Разговорился с членом Государственной думы графом Капнистом, шедшим на заседание какой-то думской комиссии.

По обыкновению, вопрос коснулся того, что составляет сейчас ужас России, – политики Протопопова.

«Нет, граф, – заметил я, – я все-таки удивляюсь не тому, что Протопопову предложен был пост министра внутренних дел, а тому, что он его принял, ведь как-никак он, кажется, человек с мозгами и должен же понимать, что не ему с его административным опытом вести в такое время управление русского государственного корабля».

«Вы плохо его знаете, – заметил с живостью Капнист. – Во-первых, он крайне самонадеян, а во-вторых, честолюбив.
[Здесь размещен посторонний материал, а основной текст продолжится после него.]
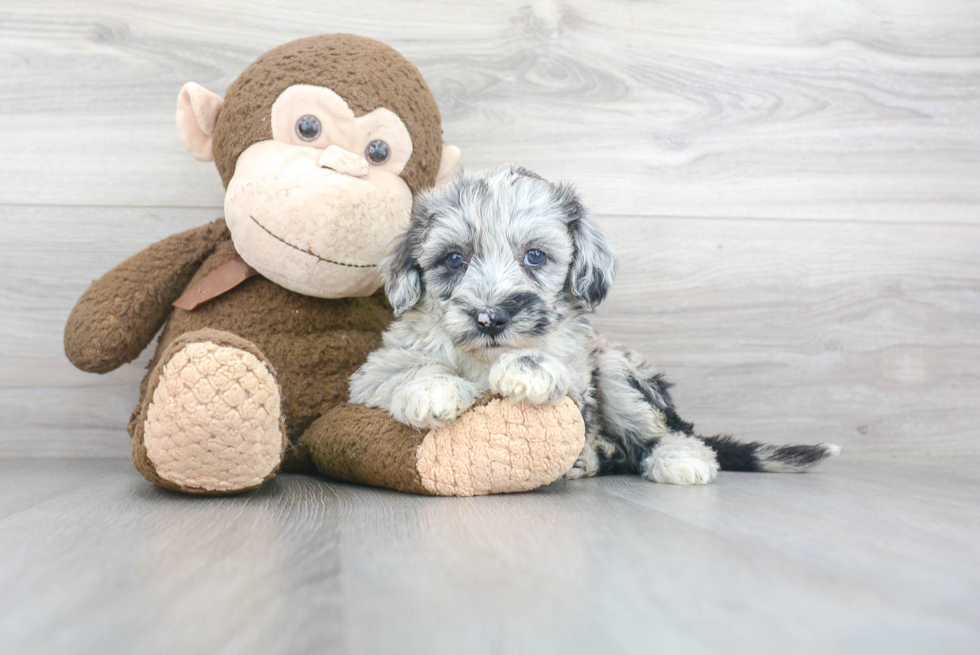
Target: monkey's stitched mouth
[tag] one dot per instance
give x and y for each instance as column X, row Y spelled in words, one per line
column 307, row 251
Представьте, что он мне сказал на днях в ответ на мой ему попрек, что он не у места. “Да, – говорит, – тебе хорошо говорить; ты граф, ты Капнист, ты богат, у тебя деньги куры не клюют, тебе нечего искать и не к чему стремиться; а я в юности давал уроки по полтиннику за час, и для меня пост министра внутренних дел – то положение, в котором ты не нуждаешься”. А! – добавил Капнист. – Как вам нравится такая идеология?»

Я пожал плечами: «Пошляк! Считающий, по-видимому, что министерские посты должны быть уделом пробивающих себе дорогу, вне зависимости от их талантов, и что они должны являться компенсацией некогда судьбою обойденным».

Днем заезжал на Мойку в склад белья императрицы, находящийся в ведении жены военного министра Сухомлиновой. Дело в том, что в головных отрядах моих на фронте устраиваются бани для солдат и поэтому, сколько белья ни возьми из Петрограда, все его оказывается мало.

Я не выношу Сухомлинову, эту, по-моему, международную авантюристку типа Марии Тарновской; но дело прежде всего, и, как говорится, с паршивой овцы хоть шерсти клок.